La medida permitirá a la compañía consolidar una capacidad de producción significativa, abarcando siete licencias de 796 toneladas de biomasa máxima permitida (MTB) y una octava licencia de 540 toneladas.
Costos y plazos
Para materializar esta concesión, la normativa noruega establece obligaciones financieras contundentes. SalMar deberá desembolsar un total de 130.320.784 coronas noruegas (NOK), equivalentes a aproximadamente 13,4 millones de dólares estadounidenses.
Este monto incluye los ajustes por inflación obligatorios desde la entrada en vigencia del reglamento en noviembre de 2015, sumado al pago por ajustes de capacidad extra adquiridos por la empresa en los años 2020 y 2024.
De acuerdo con el reglamento de asignación de licencias de salmón, la empresa tiene un plazo improrrogable de 90 días para efectuar el pago. En caso de no cumplir con esta obligación financiera, el compromiso quedará anulado y la empresa perderá las licencias.
Cumplimiento técnico y el revés de diciembre de 2025
La resolución subraya una particular división en el marco legal acuícola noruego. La normativa estipula que la solicitud de conversión sólo puede ser aprobada si el proyecto cumple estrictamente con los «criterios de meta» fijados en su etapa de desarrollo (§ 6-7). En este sentido, la Dirección de Pesca concluyó que el diseño, la construcción tecnológica y las pruebas en el mar del proyecto cumplieron a cabalidad con todos los hitos evaluados.
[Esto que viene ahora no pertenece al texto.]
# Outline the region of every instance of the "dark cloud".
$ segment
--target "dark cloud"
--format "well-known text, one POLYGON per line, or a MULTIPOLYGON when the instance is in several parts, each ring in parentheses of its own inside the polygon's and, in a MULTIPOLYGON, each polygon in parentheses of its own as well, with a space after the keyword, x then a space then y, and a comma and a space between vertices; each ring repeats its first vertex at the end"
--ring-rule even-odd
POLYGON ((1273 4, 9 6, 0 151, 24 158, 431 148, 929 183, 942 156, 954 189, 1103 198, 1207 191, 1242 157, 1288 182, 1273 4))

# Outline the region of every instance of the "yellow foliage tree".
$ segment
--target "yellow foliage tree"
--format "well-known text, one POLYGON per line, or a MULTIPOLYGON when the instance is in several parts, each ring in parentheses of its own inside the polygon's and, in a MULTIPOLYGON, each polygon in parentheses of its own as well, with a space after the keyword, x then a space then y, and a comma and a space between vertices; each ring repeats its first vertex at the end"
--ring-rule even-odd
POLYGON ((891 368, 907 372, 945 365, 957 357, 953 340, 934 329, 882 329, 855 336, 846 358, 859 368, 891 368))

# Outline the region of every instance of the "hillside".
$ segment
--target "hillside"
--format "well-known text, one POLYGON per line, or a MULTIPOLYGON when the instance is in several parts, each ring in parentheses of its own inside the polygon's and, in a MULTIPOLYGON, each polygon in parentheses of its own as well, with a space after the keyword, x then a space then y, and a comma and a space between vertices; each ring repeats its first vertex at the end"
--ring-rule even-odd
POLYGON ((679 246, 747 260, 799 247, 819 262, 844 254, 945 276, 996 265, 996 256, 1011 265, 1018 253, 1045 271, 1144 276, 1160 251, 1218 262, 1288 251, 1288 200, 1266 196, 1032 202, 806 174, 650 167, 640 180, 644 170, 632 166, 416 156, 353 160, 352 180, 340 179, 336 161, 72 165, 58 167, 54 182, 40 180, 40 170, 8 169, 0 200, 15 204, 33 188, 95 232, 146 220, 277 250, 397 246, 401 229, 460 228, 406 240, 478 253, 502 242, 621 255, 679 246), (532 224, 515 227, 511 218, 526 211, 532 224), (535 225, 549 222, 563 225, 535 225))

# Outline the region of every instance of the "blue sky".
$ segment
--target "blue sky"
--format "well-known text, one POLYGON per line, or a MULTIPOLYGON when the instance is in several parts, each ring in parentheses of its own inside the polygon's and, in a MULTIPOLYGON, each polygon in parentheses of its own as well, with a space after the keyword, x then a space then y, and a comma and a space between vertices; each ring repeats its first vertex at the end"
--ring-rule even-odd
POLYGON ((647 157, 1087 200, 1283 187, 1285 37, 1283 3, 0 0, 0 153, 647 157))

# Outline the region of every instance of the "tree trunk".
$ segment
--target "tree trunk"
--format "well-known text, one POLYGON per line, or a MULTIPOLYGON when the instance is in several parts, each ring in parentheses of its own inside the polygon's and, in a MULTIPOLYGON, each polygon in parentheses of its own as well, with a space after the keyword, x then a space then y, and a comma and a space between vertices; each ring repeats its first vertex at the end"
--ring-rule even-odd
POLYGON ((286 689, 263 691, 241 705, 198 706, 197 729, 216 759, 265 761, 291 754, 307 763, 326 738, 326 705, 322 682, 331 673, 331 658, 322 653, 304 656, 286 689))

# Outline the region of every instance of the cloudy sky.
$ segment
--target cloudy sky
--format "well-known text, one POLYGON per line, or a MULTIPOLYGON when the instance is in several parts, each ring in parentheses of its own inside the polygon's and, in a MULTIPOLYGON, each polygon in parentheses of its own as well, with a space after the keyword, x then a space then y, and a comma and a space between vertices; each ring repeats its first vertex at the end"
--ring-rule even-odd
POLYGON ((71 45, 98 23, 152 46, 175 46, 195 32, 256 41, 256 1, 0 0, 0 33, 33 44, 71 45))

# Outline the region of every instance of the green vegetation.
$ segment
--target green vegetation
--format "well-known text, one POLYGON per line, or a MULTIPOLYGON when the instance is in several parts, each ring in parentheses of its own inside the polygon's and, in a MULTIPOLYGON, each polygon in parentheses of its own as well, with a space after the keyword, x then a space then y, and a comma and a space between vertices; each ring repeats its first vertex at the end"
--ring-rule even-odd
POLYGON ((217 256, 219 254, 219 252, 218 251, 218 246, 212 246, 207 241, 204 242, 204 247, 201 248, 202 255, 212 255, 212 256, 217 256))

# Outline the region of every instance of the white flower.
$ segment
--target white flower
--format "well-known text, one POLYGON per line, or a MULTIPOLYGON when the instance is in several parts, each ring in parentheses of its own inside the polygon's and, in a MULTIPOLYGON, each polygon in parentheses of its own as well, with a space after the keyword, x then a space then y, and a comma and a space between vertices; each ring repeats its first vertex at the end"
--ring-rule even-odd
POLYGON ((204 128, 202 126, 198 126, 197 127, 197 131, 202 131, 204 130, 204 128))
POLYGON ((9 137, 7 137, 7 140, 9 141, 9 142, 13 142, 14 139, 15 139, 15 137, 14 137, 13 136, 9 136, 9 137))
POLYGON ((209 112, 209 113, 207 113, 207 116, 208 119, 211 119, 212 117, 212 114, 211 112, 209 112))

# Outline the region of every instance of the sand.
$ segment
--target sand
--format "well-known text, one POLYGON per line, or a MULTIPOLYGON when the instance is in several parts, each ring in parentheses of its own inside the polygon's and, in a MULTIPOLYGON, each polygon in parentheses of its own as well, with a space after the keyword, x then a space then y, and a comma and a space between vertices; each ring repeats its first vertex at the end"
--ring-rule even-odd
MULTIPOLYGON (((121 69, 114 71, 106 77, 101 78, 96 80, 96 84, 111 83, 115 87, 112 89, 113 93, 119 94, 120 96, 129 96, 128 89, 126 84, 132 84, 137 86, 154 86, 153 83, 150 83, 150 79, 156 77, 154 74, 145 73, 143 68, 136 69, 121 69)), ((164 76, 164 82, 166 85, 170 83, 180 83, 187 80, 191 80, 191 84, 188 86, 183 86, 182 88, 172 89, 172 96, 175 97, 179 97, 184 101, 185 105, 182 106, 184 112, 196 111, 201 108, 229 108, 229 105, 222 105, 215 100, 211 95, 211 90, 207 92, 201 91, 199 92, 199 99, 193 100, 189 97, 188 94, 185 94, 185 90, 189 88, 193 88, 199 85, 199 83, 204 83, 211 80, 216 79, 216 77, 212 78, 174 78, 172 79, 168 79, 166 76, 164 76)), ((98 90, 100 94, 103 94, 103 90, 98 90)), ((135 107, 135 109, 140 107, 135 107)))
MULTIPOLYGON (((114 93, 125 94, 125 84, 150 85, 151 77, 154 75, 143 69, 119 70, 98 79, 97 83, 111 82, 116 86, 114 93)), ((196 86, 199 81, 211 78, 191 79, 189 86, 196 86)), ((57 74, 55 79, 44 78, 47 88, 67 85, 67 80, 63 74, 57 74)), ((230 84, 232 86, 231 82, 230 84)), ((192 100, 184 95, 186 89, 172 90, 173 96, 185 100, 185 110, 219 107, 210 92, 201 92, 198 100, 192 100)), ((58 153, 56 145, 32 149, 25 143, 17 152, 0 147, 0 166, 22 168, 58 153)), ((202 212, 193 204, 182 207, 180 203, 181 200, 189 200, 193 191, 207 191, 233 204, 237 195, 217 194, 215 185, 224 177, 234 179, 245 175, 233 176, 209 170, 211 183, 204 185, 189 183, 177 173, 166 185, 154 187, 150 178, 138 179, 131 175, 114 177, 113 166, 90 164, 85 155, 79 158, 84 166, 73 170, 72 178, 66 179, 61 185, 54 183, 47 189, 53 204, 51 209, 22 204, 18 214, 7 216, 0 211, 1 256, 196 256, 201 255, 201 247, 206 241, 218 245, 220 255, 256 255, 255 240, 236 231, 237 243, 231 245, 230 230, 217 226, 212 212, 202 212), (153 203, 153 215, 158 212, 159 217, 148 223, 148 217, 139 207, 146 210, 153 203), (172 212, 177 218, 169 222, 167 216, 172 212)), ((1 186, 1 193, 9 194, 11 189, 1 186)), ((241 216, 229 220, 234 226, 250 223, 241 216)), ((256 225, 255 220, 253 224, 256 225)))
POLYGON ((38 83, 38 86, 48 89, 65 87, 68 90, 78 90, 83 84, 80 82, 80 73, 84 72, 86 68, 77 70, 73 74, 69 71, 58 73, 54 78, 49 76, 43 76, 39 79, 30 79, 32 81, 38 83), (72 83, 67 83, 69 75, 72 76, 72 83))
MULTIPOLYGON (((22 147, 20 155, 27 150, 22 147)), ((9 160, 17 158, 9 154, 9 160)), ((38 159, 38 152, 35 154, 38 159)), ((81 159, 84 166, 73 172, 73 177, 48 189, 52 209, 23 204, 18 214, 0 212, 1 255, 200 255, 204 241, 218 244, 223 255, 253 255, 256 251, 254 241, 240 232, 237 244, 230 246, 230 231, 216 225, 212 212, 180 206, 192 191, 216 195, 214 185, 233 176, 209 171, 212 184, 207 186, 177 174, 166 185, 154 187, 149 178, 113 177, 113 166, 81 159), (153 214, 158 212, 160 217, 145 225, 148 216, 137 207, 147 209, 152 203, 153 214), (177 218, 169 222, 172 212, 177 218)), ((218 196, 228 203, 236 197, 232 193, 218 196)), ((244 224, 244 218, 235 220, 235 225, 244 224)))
No obstante, esta validación contraste fuertemente con la realidad operativa reciente del centro de cultivo. En diciembre del 2025, la Autoridad de Seguridad Alimentaria de Noruega (Mattilsynet) ordenó la revocación del permiso sectorial para la única localidad operativa del proyecto «Fellesholmen», citando «infracciones sustanciales de la normativa sobre bienestar de los peces, sanidad animal y bioseguridad». Según Mattilsynet, la propia estructura del anclaje y su ubicación expuesta lo hicieron inaccesible hasta por tres meses, imposibilitando los tratamientos de desparasitación y el manejo oportuno de los peces.
Frente a esta aparente incongruencia, la Dirección de Pesca fundamentó su fallo basándose en la separación legal que existe entre una licencia corporativa de biomasa y el permiso para operar en un espacio físico específico. Dado que la revocación de Mattilsynet afecta únicamente a la localidad geográfica (Fellesholmen), la autoridad determinó que esto no invalida la existencia de las licencias corporativas. Una vez convertidas y pagadas, estas licencias podrán vincularse a nuevas ubicaciones que sí cuenten con los permisos ambientales aprobados.